This is of course, an impossible question to answer without exhaustive exploration.
By rights, I mean users’ rights to freedom of expression and privacy.
As stated, not easy to understand the state of play in this area, which affects all of us.
However, luckily for us expert, author and campaigner Rebecca MacKinnon provides a really helpful view on some of the state of play over at the LSE blog, titled:
Rebecca MacKinnon – Ranking Digital Rights: How can and should ICT sector companies respect Internet users’ rights to freedom of expression and privacy?
Here’s a few excerpts that I thought might pique the interest of readers:
“Vodafone’s blockbuster Law Enforcement Disclosure report
, published last week, reveals greater detail than any telecommunications company has previously shared about the extent and nature of government surveillance demands all over the world.
Vodafone is certainly not alone: the problem is rampant across the entire sector. Norway’s Telenor isunder pressure
from Thailand’s new military leaders who just seized power in a coup
to help monitor and censor any content that might “lead to unrest.” Human Rights Watch recently questioned
the French company, Orange, about its operations in Ethiopia whose government jails bloggers
for political critiques.
Rebecca runs the Ranking Digital Rights
project and is planning to rank firms on the topic. So if you want to contribute to the consultation in some way, check out the links here:
The Ranking Digital Rights project
is working on answers to those questions, developing a system rank the world’s most powerful ICT sector companies on free expression and privacy criteria. We have just released a draft methodology
on which we are now inviting public comment until July 7th. After further revision followed by a pilot study, we aim to start ranking up to 50 Internet and telecommunications companies in 2015. (We will add up to 50 more device, software, and equipment companies in 2016.)
No doubt when the first ranking comes out we’ll see a couple of things happen.
First, the global news media will be all over it. Tech and communications firms always make good headlines, as we’ve seen for a decade or more.
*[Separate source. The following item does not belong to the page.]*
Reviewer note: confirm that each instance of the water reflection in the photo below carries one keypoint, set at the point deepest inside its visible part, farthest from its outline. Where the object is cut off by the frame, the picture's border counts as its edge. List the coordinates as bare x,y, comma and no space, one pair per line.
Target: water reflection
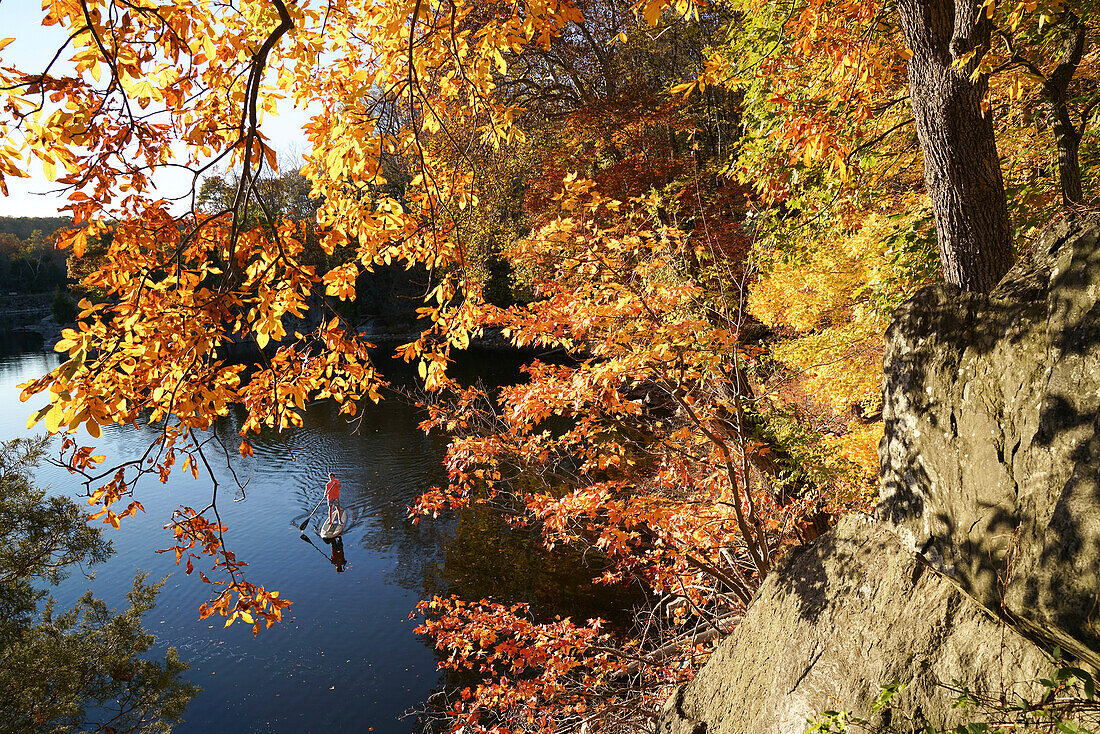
345,655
This will increase pressure on leaders and laggards alike to raise their game for the following ranking.
Secondly companies ranking poorly will complain the methodology is flawed/unfair or biased in some way. This won’t affect the news coverage one bit, and may make any firm doing so appear recalcitrant in the face of criticism (whether they have a point or not).
This raises an important question to me: How, as a company do you handle it when you feel unfairly judged by activists/rankers/NGOs/whomever?
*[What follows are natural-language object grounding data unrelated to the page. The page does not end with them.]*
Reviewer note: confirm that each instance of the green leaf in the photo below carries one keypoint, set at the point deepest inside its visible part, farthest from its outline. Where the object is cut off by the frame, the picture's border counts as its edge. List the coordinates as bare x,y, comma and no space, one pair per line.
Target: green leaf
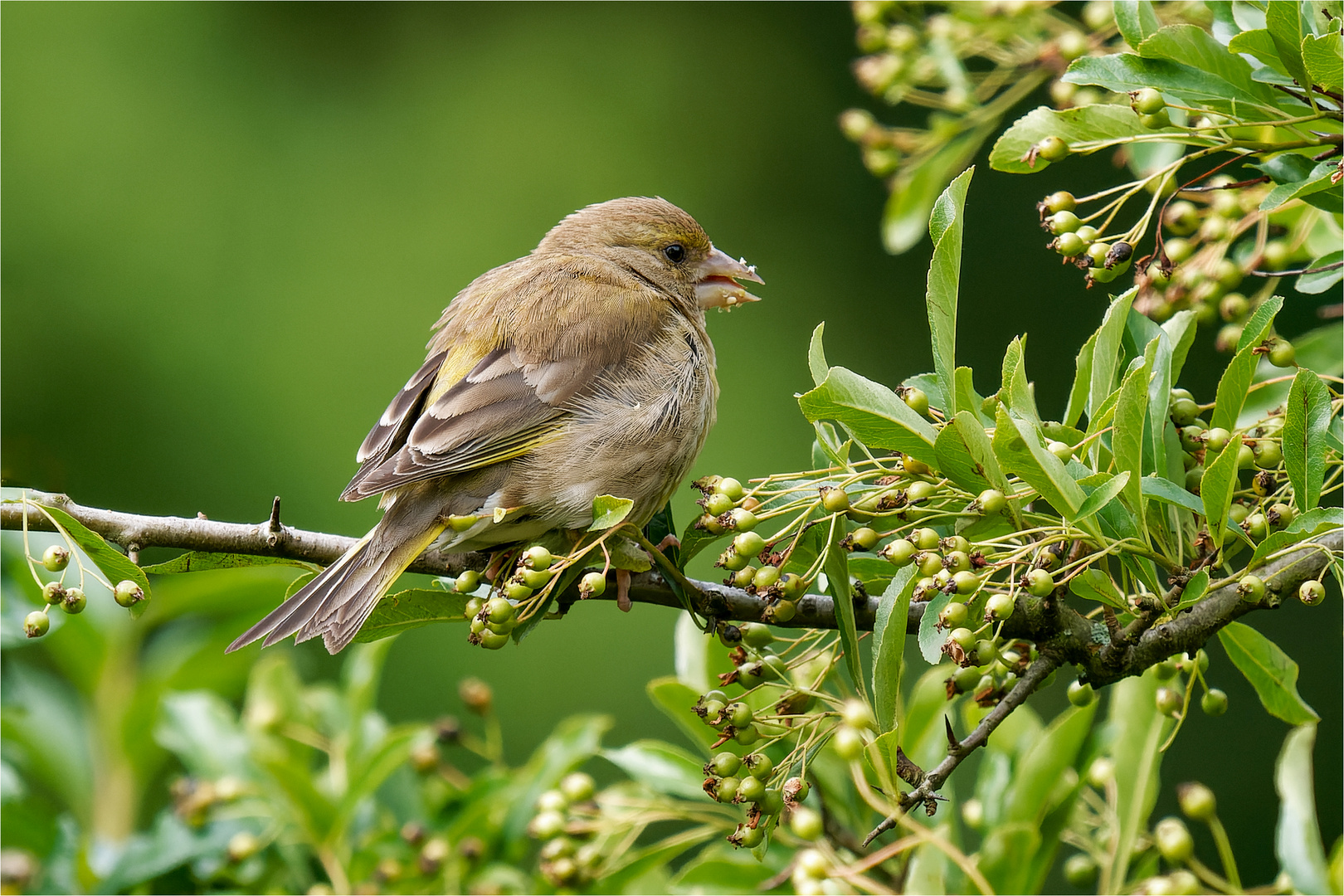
945,227
1168,492
1218,486
1269,670
1316,284
675,700
1307,525
930,638
817,356
873,412
201,561
1127,441
889,646
1305,421
1094,585
1127,73
1322,61
1082,124
1241,370
1136,21
411,609
1298,840
1022,451
609,511
113,564
841,597
1285,26
1103,494
917,188
660,767
1082,383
Do you keep quiet and communicate your views via backchannels, briefing those you can trust not to accuse you of bitching, on the facts as you see them?
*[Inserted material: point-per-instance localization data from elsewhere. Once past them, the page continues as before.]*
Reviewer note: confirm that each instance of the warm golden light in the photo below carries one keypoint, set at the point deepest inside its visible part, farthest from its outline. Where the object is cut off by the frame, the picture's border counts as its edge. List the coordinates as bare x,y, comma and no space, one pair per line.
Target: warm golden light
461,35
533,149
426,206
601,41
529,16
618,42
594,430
Or do you go public, hard, fast and agressive, as some companies like to do when ranked poorly?
I think you know what I would advise. I’d go with the former option.
The other thing that will likely happen is companies will try to figure out how to ‘game’ the methodology for the next round of rankings.
That’s happened to folks such as the Dow Jones Sustainability Indexes before. This will be tough to do, and I am sure Rebecca and her team will be expecting it from some firms.
The second year rankings (if annual) will sure make interesting reading.
Despite my reservations about people trying to compare companies on overall sustainability performance, issues based or focused comparisons are here to stay and seem to be growing rapidly. Better get used to them.
Some, like Behind the Brands, seem to be driving corporate improvements, from what I hear. I suspect Rebecca’s work has already, and will continue to, do the same.